OpenAI engineers have developed optimization techniques that cut the computing costs of running its artificial intelligence (AI) models by more than 50%, according to a report from The Information.
The efficiency breakthrough allowed the AI leader to drastically reduce its hardware footprint, at one point serving logged-out and free ChatGPT traffic using only a couple hundred NVIDIA Corp. GPUs.
The cost reduction represents a critical milestone for OpenAI as the industry faces compounding infrastructure pressures. While AI model training requires massive upfront capital, inference — the ongoing process of generating user responses — incurs recurring per-request expenses that directly dictate profit margins, developer API economics, and corporate enterprise bills.
“The reduction in the necessary GPU footprint undercuts the immediate demand for hardware, potentially easing the global data center supply chain crunch and shifting market leverage from silicon providers back to software innovators,” said Ron Westfall, an analyst at HyperFRAME Research. “From my perspective, this breakthrough can set a new baseline for the industry, signaling to competitors, such as Anthropic (Claude), Google (Gemini), and Meta (Llama), who must now accelerate their own algorithmic efficiency breakthroughs to avoid being undercut on enterprise API pricing and consumer subscription margins.”
“This shows that long-term market success will be won through structural algorithmic optimization and software-defined compute rather than brute-forcing models with raw capital and hardware scale,” Westfall said.
OpenAI’s internal efficiency gains stem from a combination of four core optimization strategies: quantization, batching, model routing, and key-value (KV) caching, according to industry sources. Quantization lowers the numerical precision of model weights to save memory, while batching processes multiple user requests in parallel to maximize hardware utilization. Model routing preserves heavy compute resources by directing simple queries to smaller, less expensive models.
However, infrastructure experts point to KV caching as the primary economic driver of the breakthrough. In long-context applications, such as coding assistants and autonomous agent workflows, language models traditionally recompute entire conversation histories with every new turn. A KV cache stores these intermediate calculations, allowing the model to process only new tokens.
Because a 100,000-token context window can consume up to 40 gigabytes of high-bandwidth memory, managing this cache has become the defining bottleneck for AI scaling. When GPU memory fills, systems typically evict older data, forcing expensive recomputations. OpenAI’s ability to optimize this layer keeps context alive efficiently without burning redundant cycles.

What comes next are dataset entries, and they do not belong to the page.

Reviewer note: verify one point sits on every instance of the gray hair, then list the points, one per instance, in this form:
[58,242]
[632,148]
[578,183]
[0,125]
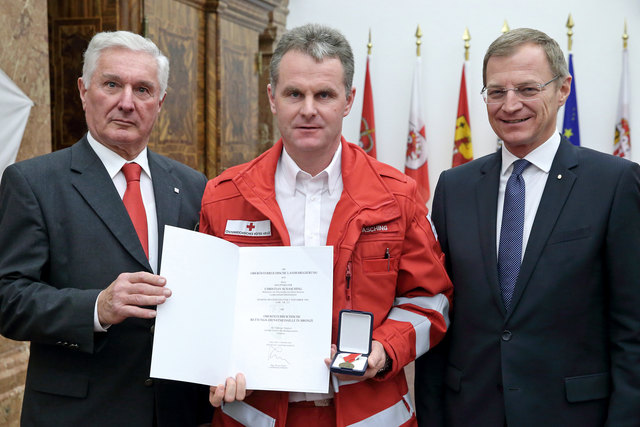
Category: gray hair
[319,42]
[125,40]
[509,42]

These software optimizations arrive alongside OpenAI’s broader strategic push to diversify its hardware dependencies away from NVIDIA. The company recently unveiled Jalapeño, a custom inference processor developed in partnership with Broadcom Inc. and Celestica Inc. Designed specifically for running large language models, the chip progressed from initial design to production in just nine months, accelerated by OpenAI’s own internal AI tools.
While the cost-cutting techniques provide OpenAI with a substantial competitive edge, it remains unclear how these internal targets will translate to customer-facing price reductions. Application programming interface (API) developers currently pay via variable token pricing structures rather than flat fees. Furthermore, observers note that these efficiency gains will face continuous pressure as the industry shifts toward persistent, 24/7 autonomous agent swarms that exponentially multiply token demand.
Nevertheless, the development underscores a broader industry reality: as inference demand continues to outpace hardware availability, the future of AI sustainability will be won through algorithmic efficiency and memory architecture rather than simply purchasing more raw computing power.